Vectorized Python UDTFs¶
This topic introduces vectorized Python UDTFs.
Overview¶
Vectorized Python UDTFs (user-defined table functions) enable seamless partition-by-partition processing by operating on partitions as pandas DataFrames and returning results as pandas DataFrames or lists of pandas arrays or pandas Series. Vectorized Python UDTFs allow for easy integration with libraries that operate on pandas DataFrames or pandas arrays.
Use a vectorized UDTF when:
You need to process your data on a partition-by-partition basis instead of on a row-by-row basis.
You need to return multiple rows or columns for each partition.
You want to use libraries that operate on pandas DataFrames for data analysis.
Getting Started with Vectorized Python UDTFs¶
To create a vectorized Python UDTF:
Optionally, define a handler class with an
__init__
method which will be invoked before processing each partition.Do not define a
process
method.Define an
end_partition
method that takes in a DataFrame argument and returns or yields apandas.DataFrame
or a tuple ofpandas.Series
orpandas.arrays
where each array is a column.

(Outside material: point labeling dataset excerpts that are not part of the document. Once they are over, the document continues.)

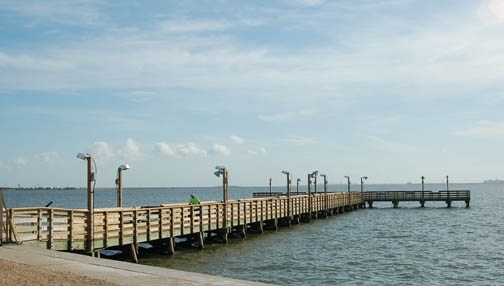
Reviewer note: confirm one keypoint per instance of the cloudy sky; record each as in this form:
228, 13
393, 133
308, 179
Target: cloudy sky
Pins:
391, 89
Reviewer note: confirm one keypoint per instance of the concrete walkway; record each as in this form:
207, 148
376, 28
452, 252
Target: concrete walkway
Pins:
123, 273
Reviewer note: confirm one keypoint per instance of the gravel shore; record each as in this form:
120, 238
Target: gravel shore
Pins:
13, 274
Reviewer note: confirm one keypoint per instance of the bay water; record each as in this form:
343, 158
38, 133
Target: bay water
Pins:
408, 245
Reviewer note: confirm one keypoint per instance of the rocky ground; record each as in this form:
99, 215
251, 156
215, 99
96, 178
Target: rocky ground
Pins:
13, 274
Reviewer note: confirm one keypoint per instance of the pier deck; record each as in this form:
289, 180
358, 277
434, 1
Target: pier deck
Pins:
69, 229
419, 196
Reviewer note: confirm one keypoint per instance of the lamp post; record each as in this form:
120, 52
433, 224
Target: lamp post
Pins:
310, 176
362, 183
447, 193
348, 180
270, 187
423, 178
288, 191
314, 175
119, 183
325, 191
90, 197
221, 170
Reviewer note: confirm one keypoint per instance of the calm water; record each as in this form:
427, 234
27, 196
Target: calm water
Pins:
404, 246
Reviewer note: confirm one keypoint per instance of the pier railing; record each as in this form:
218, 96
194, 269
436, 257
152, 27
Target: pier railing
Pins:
421, 196
67, 229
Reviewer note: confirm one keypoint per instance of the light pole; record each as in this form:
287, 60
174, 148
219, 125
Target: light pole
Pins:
288, 191
314, 175
423, 178
221, 170
362, 183
270, 187
325, 191
119, 183
90, 196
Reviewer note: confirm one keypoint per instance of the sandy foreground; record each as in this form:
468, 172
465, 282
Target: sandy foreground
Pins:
13, 274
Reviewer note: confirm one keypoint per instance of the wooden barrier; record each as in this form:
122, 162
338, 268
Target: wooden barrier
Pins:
421, 196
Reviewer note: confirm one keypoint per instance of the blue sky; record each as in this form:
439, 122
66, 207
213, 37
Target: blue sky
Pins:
391, 89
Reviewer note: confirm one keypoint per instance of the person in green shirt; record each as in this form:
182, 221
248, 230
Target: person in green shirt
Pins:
194, 200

The column types of the result must match the column types in the UDTF definition.Mark the
end_partition
method as vectorized using the@vectorized
decorator or the_sf_vectorized_input
function attribute. For more information, refer to Vectorized Python UDFs. The@vectorized
decorator can only be used when the Python UDTF is executed within Snowflake, for example, when using a SQL worksheet. When you are executing using the client or a Python worksheet, you must use the function attribute.
Note
To access the columns of the DataFrame corresponding to the input arguments,
use indices 0, 1, 2, etc. For example, use df[0]

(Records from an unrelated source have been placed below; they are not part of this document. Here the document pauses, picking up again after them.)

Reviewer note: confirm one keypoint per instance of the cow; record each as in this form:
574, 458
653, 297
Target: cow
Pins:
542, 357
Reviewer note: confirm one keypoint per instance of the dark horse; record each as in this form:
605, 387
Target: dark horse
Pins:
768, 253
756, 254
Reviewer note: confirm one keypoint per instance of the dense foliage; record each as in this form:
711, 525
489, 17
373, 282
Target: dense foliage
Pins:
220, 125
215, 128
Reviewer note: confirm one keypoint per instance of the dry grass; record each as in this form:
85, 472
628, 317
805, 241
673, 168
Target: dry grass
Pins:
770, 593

to access the first column.
Here is an example of creating a vectorized Python UDTF using the @vectorized
decorator.
from _snowflake import vectorized
import pandas
class handler:
def __init__(self):
# initialize a state
@vectorized(input=pandas.DataFrame)
def end_partition(self, df):
# process the DataFrame
return result_df
Here is an example of creating a vectorized Python UDTF using the function attribute.
import pandas
class handler:
def __init__(self):
# initialize a state
def end_partition(self, df):
# process the DataFrame
return result_df
handler.end_partition._sf_vectorized_input = pandas.DataFrame
Note
A vectorized UDTF must be called with PARTITION BY clause to build the partitions.
To call the vectorized UDTF with all the data in the same partition:
SELECT * FROM table(udtf(x,y,z) OVER (PARTITION BY 1));
To call the vectorized UDTF with the data partitionioned by column x:
SELECT * FROM table(udtf(x,y,z) OVER (PARTITION BY x));
Example: Row collection using a regular UDTF vs. using a vectorized UDTF¶
Here is an example of how to do row collection using a regular UDTF.
import pandas
class handler:
def __init__(self):
self.rows = []
def process(self, *row):
self.rows.append(row)
def end_partition(self):
df = pandas.DataFrame(self.rows)
# process the DataFrame
return result_df
Here is an example of how to do row collection using a vectorized UDTF.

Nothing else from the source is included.